Ia mendesak Pemerintah Pusat untuk segera mencabut kedua regulasi tersebut karena hanya akan mengancurkan laut yang menjadi ruang hidup ribuan nelayan di Pantai Utara Jawa.
“Saya khawatir pertambangan pasir laut akan semakin memperburuk nasib kami di Tambakrejo yang selama ini telah mengalami kesulitan menangkap ikan dan semakin terpinggirkan akibat masifnya pipa-pipa industri di tengah wilayah tangkap nelayan dan menganggu aktivitas nelayan. Saat ini kami sudah hampir kehabisan akal,” kata Marzuki.
Selain menyerukan penolakan terhadap PP 26 Tahun 2023 dan Permen KP No. 33 Tahun 2023 yang melegalkan tambang pasir laut, masyarakat pesisir Indonesia, khususnya nelayan, menyerukan penolakan terhadap blue economy yang kini dipromosikan oleh Pemerintah Indonesia.
Mustagfirin yang berasal dari Pulau Pari, Kepulausan Seribu, Jakarta, menyebutkan bahwa di tengah gegap gempita narasi ekonomi biru yang dikampanyekan Pemerintah, dirinya dengan ratusan keluarga di Pulau sampai saat ini terus terancam oleh perusahaan pariwisata yang ingin menguasai seluruh lahan di Pulau Pari.

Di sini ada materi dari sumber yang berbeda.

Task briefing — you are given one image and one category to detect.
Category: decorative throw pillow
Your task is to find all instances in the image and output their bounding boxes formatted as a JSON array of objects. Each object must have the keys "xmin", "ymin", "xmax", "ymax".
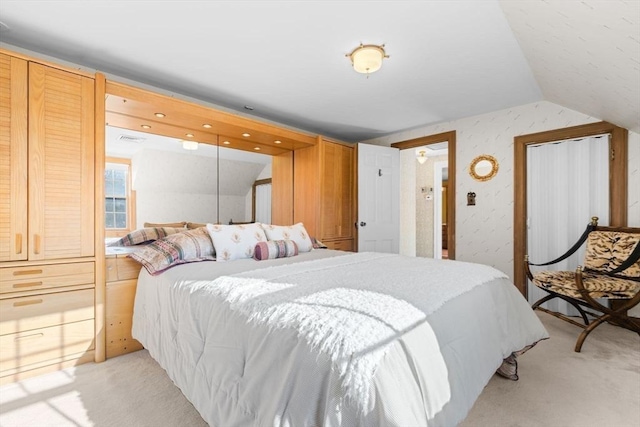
[
  {"xmin": 261, "ymin": 223, "xmax": 313, "ymax": 253},
  {"xmin": 129, "ymin": 227, "xmax": 215, "ymax": 275},
  {"xmin": 253, "ymin": 240, "xmax": 299, "ymax": 261},
  {"xmin": 108, "ymin": 227, "xmax": 183, "ymax": 247},
  {"xmin": 206, "ymin": 223, "xmax": 267, "ymax": 261},
  {"xmin": 311, "ymin": 237, "xmax": 328, "ymax": 249}
]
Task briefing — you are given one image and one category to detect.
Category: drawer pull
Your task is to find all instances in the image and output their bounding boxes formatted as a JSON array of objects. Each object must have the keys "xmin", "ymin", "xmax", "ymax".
[
  {"xmin": 13, "ymin": 299, "xmax": 43, "ymax": 307},
  {"xmin": 15, "ymin": 233, "xmax": 22, "ymax": 255},
  {"xmin": 14, "ymin": 333, "xmax": 44, "ymax": 341},
  {"xmin": 13, "ymin": 281, "xmax": 43, "ymax": 289},
  {"xmin": 33, "ymin": 234, "xmax": 41, "ymax": 255},
  {"xmin": 13, "ymin": 269, "xmax": 43, "ymax": 276}
]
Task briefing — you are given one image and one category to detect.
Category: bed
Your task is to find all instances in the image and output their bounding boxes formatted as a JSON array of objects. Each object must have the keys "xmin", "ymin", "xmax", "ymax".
[{"xmin": 132, "ymin": 249, "xmax": 548, "ymax": 427}]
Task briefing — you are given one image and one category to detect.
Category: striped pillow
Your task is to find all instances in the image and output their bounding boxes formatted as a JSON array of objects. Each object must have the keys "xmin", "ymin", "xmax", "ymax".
[
  {"xmin": 108, "ymin": 227, "xmax": 183, "ymax": 247},
  {"xmin": 129, "ymin": 227, "xmax": 215, "ymax": 275},
  {"xmin": 253, "ymin": 240, "xmax": 298, "ymax": 261}
]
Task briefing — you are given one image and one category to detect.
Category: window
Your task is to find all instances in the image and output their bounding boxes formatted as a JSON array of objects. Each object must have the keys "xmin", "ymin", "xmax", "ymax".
[{"xmin": 105, "ymin": 158, "xmax": 135, "ymax": 236}]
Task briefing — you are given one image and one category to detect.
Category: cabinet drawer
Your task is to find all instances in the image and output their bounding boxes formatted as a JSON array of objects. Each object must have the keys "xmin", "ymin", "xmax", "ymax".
[
  {"xmin": 323, "ymin": 239, "xmax": 354, "ymax": 252},
  {"xmin": 0, "ymin": 289, "xmax": 94, "ymax": 335},
  {"xmin": 0, "ymin": 319, "xmax": 95, "ymax": 372},
  {"xmin": 0, "ymin": 262, "xmax": 94, "ymax": 294}
]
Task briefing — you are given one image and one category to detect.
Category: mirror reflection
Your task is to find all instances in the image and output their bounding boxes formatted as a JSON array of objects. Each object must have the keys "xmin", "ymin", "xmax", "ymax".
[{"xmin": 105, "ymin": 126, "xmax": 272, "ymax": 237}]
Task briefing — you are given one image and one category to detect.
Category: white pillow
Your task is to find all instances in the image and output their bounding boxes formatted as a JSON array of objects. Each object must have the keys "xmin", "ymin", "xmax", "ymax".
[
  {"xmin": 206, "ymin": 223, "xmax": 267, "ymax": 261},
  {"xmin": 261, "ymin": 223, "xmax": 313, "ymax": 253}
]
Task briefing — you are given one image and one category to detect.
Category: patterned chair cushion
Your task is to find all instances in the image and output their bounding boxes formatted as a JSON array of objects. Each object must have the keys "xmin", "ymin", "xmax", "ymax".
[
  {"xmin": 584, "ymin": 231, "xmax": 640, "ymax": 277},
  {"xmin": 532, "ymin": 270, "xmax": 640, "ymax": 299}
]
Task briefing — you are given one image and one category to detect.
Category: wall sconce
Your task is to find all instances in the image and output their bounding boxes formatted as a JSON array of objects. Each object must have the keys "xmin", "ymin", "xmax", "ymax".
[
  {"xmin": 182, "ymin": 140, "xmax": 198, "ymax": 151},
  {"xmin": 417, "ymin": 151, "xmax": 428, "ymax": 164}
]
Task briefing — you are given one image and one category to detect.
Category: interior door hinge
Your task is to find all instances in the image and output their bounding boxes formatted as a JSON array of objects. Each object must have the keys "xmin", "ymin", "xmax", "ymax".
[{"xmin": 611, "ymin": 148, "xmax": 615, "ymax": 161}]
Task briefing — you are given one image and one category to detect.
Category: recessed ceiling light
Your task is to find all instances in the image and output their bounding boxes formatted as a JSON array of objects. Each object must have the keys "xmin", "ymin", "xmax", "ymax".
[
  {"xmin": 185, "ymin": 133, "xmax": 194, "ymax": 138},
  {"xmin": 274, "ymin": 140, "xmax": 282, "ymax": 144},
  {"xmin": 223, "ymin": 141, "xmax": 231, "ymax": 145},
  {"xmin": 254, "ymin": 147, "xmax": 261, "ymax": 151},
  {"xmin": 202, "ymin": 124, "xmax": 212, "ymax": 128},
  {"xmin": 242, "ymin": 133, "xmax": 250, "ymax": 137},
  {"xmin": 141, "ymin": 124, "xmax": 151, "ymax": 129},
  {"xmin": 154, "ymin": 113, "xmax": 165, "ymax": 118}
]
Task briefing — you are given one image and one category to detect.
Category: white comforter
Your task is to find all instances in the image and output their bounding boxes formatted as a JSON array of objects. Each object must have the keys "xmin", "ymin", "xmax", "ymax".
[{"xmin": 132, "ymin": 250, "xmax": 548, "ymax": 427}]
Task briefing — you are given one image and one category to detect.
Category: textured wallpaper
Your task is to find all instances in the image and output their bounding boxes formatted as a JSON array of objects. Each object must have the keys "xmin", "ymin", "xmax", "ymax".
[
  {"xmin": 416, "ymin": 154, "xmax": 448, "ymax": 258},
  {"xmin": 364, "ymin": 101, "xmax": 639, "ymax": 281}
]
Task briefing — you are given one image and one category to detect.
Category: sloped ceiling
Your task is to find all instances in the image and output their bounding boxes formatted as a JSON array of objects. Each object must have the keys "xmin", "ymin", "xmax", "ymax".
[
  {"xmin": 500, "ymin": 0, "xmax": 640, "ymax": 133},
  {"xmin": 0, "ymin": 1, "xmax": 637, "ymax": 139}
]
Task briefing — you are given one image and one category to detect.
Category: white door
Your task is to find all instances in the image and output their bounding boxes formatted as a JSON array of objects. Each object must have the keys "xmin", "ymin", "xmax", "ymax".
[{"xmin": 357, "ymin": 143, "xmax": 400, "ymax": 253}]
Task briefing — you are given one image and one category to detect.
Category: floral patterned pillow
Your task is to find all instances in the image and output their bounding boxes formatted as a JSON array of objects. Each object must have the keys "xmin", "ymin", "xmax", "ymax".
[
  {"xmin": 206, "ymin": 223, "xmax": 267, "ymax": 261},
  {"xmin": 261, "ymin": 223, "xmax": 313, "ymax": 253}
]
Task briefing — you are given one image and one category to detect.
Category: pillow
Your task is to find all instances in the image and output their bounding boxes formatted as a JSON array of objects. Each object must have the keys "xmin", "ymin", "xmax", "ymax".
[
  {"xmin": 187, "ymin": 222, "xmax": 207, "ymax": 229},
  {"xmin": 206, "ymin": 223, "xmax": 267, "ymax": 261},
  {"xmin": 129, "ymin": 227, "xmax": 215, "ymax": 275},
  {"xmin": 143, "ymin": 221, "xmax": 187, "ymax": 229},
  {"xmin": 262, "ymin": 223, "xmax": 313, "ymax": 253},
  {"xmin": 311, "ymin": 237, "xmax": 328, "ymax": 249},
  {"xmin": 107, "ymin": 227, "xmax": 184, "ymax": 247},
  {"xmin": 253, "ymin": 240, "xmax": 299, "ymax": 261}
]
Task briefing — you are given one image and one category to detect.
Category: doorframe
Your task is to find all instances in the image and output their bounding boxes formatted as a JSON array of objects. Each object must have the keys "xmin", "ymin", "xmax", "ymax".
[
  {"xmin": 433, "ymin": 160, "xmax": 448, "ymax": 259},
  {"xmin": 513, "ymin": 121, "xmax": 628, "ymax": 297},
  {"xmin": 391, "ymin": 130, "xmax": 456, "ymax": 260}
]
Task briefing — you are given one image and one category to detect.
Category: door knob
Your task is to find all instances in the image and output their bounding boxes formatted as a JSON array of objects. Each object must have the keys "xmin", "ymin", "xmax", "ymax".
[{"xmin": 360, "ymin": 221, "xmax": 367, "ymax": 227}]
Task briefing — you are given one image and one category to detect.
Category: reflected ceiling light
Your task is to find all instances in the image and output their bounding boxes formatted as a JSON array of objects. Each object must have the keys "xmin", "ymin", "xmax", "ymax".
[
  {"xmin": 417, "ymin": 151, "xmax": 428, "ymax": 164},
  {"xmin": 274, "ymin": 140, "xmax": 282, "ymax": 144},
  {"xmin": 185, "ymin": 133, "xmax": 194, "ymax": 138},
  {"xmin": 346, "ymin": 43, "xmax": 388, "ymax": 75},
  {"xmin": 182, "ymin": 140, "xmax": 198, "ymax": 151},
  {"xmin": 141, "ymin": 124, "xmax": 151, "ymax": 129},
  {"xmin": 154, "ymin": 112, "xmax": 165, "ymax": 118},
  {"xmin": 223, "ymin": 141, "xmax": 231, "ymax": 145},
  {"xmin": 202, "ymin": 123, "xmax": 212, "ymax": 129},
  {"xmin": 254, "ymin": 147, "xmax": 261, "ymax": 151},
  {"xmin": 242, "ymin": 133, "xmax": 251, "ymax": 137}
]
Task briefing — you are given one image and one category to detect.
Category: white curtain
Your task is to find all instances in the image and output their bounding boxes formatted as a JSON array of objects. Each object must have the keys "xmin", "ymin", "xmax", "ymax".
[
  {"xmin": 526, "ymin": 135, "xmax": 609, "ymax": 315},
  {"xmin": 255, "ymin": 183, "xmax": 272, "ymax": 224}
]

“Saya pernah dipenjara selama tujuh bulan karena dikriminalisasi oleh perusahaan pariwisata yang ingin menguasai Pulau Pari. Saya harus melawan dan memperjuangkan hak saya,” tuturnya.
Tak hanya itu, pada saat pemerintah memperbesar narasi ekonomi biru, Pulau Pari terus terancam oleh krisis iklim yang mengakibatkan hilangnya luasan pulau sebanyak 11 persen dari sebelumnya. Banyak perekonomian warga hancur akibat banjir rob yang terus menerjang pulau.

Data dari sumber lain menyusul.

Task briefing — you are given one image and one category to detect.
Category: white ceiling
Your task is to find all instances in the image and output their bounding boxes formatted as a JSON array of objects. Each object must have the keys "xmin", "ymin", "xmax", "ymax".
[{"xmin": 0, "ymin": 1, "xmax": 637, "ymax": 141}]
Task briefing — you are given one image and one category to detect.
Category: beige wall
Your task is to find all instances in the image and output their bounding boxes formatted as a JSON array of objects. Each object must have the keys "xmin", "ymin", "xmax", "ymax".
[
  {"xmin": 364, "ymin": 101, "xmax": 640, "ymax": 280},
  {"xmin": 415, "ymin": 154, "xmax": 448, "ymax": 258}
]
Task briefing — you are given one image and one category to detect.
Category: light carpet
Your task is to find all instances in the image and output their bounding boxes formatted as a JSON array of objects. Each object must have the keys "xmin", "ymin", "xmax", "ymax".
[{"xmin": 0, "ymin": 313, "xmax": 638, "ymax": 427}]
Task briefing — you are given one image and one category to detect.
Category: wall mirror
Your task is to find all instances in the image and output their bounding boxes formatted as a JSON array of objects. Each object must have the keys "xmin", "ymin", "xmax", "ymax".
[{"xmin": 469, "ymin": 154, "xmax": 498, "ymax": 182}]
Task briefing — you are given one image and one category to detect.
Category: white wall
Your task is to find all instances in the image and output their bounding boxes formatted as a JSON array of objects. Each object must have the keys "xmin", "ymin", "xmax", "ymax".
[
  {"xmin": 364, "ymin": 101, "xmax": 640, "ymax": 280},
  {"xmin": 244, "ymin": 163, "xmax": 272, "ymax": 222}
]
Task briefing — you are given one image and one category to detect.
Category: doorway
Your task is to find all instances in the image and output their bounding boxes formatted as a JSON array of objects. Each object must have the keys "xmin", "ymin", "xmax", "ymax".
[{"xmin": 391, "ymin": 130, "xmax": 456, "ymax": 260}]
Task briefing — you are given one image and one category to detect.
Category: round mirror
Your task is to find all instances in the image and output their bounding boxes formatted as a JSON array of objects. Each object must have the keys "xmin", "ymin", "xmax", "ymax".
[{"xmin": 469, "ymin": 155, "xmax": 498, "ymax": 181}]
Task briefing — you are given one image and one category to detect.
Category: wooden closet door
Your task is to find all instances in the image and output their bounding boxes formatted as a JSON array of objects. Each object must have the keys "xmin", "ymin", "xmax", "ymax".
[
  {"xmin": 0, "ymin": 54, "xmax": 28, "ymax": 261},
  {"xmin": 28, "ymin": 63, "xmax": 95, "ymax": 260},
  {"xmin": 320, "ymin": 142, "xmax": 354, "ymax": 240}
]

“Saya kehilangan tangkapan lebih dari 70 persen, teman-teman saya mengalami kehancuran perikanan budidaya dan budidaya rumput laut, air tanah kami untuk minum semakin asin akibat intrusi air laut, serta masa depan anak-anak kami terancam. Lalu, sebanyak 6 pulau kecil di Kepulauan Seribu telah tenggelam,” kata Bobi.
Anehnya, tambah Bobi, dalam situasi krisis iklim pemerintah tidak melakukan apa-apa. yang terjadi, empat warga Pulau Pari mengambil inisiatif untuk menggugat Holcim, Perusahaan semen terbesar di dunia yang bermarkas di Swiss. Sampai saat ini, empat orang Pulau Pari tetap berjuang merebut keadilan iklim di pengadilan Zug, Swiss.

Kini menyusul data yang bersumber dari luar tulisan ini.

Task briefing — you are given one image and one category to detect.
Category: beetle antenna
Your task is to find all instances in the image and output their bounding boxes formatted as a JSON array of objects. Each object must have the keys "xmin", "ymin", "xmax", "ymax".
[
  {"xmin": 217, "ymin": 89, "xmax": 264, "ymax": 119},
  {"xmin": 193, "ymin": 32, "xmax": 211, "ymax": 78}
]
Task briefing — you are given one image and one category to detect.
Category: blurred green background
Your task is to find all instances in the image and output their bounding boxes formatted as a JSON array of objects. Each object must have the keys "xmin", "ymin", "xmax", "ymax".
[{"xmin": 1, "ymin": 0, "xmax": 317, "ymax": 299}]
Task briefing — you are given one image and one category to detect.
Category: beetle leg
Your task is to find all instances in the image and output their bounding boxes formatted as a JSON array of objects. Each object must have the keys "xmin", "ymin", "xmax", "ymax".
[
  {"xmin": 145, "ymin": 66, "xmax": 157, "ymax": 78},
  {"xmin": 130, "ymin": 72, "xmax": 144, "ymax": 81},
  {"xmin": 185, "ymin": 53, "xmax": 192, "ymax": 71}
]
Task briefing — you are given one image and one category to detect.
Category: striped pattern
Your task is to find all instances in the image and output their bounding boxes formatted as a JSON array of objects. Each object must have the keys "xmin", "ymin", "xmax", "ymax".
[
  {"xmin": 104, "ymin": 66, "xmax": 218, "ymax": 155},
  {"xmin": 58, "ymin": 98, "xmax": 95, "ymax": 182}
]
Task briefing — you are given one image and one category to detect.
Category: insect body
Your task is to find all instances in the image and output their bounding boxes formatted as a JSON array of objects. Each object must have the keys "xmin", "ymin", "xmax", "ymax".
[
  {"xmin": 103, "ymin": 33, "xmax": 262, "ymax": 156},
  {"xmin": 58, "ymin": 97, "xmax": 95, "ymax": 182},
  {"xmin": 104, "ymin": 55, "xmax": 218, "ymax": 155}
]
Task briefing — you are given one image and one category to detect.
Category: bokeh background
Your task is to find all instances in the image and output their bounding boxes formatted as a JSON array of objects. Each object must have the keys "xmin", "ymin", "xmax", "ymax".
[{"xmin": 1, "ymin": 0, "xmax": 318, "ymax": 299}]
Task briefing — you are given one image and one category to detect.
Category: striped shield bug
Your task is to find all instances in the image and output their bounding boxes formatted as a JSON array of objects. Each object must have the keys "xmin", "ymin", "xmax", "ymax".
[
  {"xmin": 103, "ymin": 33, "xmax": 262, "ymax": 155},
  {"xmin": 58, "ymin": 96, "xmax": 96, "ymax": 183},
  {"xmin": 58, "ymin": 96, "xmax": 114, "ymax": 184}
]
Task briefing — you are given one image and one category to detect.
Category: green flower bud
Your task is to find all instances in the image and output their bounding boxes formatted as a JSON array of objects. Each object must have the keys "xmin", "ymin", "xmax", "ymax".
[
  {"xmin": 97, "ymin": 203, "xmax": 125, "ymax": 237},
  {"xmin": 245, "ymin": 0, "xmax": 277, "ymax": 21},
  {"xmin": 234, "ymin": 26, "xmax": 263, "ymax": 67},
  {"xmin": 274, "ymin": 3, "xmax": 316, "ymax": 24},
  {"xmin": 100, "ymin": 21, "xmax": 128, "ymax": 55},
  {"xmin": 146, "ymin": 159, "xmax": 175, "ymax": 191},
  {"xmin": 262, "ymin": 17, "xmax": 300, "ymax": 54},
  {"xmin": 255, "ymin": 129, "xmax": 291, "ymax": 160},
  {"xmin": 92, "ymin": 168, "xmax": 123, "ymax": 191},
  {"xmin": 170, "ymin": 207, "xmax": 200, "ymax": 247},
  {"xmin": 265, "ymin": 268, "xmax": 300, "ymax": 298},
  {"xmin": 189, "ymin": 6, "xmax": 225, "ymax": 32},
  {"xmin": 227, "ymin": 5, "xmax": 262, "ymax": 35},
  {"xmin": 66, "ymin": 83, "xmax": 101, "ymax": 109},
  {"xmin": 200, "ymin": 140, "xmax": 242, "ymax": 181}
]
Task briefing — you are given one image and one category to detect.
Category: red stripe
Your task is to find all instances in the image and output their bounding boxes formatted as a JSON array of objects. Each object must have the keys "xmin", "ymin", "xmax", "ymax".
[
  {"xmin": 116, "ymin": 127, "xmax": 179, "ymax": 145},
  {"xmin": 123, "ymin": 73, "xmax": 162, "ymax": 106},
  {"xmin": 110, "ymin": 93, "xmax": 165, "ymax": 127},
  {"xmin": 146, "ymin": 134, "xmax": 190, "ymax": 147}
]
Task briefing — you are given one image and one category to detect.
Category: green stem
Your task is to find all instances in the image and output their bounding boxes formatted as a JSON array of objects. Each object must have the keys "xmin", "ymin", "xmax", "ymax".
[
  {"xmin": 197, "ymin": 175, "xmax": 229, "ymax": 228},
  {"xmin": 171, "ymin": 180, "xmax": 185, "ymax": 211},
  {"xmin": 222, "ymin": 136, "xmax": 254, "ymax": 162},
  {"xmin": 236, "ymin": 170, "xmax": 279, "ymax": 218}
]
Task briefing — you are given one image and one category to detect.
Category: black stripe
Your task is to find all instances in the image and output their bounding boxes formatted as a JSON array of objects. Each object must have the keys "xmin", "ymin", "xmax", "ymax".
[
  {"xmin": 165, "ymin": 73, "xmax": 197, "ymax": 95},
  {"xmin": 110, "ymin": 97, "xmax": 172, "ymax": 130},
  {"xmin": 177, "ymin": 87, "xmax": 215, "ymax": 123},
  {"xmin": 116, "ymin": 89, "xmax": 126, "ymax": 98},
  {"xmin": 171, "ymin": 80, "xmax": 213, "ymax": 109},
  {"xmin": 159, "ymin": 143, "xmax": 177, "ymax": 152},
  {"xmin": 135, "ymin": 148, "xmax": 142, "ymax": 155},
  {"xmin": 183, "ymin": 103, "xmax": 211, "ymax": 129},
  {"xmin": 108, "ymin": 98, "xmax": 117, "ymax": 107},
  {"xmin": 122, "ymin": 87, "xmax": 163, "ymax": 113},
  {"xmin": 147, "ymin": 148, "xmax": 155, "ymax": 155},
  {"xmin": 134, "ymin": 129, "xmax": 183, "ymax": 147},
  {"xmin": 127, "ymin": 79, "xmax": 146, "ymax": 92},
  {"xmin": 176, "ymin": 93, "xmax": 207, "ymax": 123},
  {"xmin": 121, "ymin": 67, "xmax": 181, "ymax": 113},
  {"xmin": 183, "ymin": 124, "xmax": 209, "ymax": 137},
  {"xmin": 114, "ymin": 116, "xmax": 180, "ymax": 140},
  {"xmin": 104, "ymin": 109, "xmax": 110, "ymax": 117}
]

“Kami semakin aneh ketika pemerintah Indonesia tidak memberikan dukungan apapun terhadap upaya kami melawan Holcim. Saya ingin menyatakan bahwa Pemerintah seharusnya malu karena terus mempromosikan ekonoi biru, tetapi tidak mendukung perlawanan terhadap Perusahaan Holcim yang merupakan pencemar planet bumi,” imbuhnya.
Sejalan dengan itu, Sufyan Tsauri, yang berasal dari Pulau Sangiang menjelaskan bahwa ia sebagai masyarakat yang hidup di pulau kecil tidak memahami apa itu ekonomi biru. Pada saat yang sama, ia bersama puluhan orang di Pulau Sangiang menghadapi ekspansi Perusahaan pariwisata yang mengancam ruang hidupnya, baik di darat maupun di laut.
“Artinya, apa yang dibicarakan oleh para pemangku kebijakan tidak sejalan dengan apa yang dihadapi oleh masyarakat di tingkat bawah,” katanya.
Ia mendesak pemerintah Indonesia hadir membela hak masyarakat pesisir di Pulau Sangiang yang terus terancam baik di darat dan terutama di laut.
“Jumlah kami dulu tercatat sebanyak 220 keluarga, kini hanya tersisa 43 keluarga. Kami terus berkurang akibat ekspansi Industri pariwisata, sementara pemerintah terus mendorong pariwisata skala besar, yang akan menguasai darat dan laut,” tegasnya.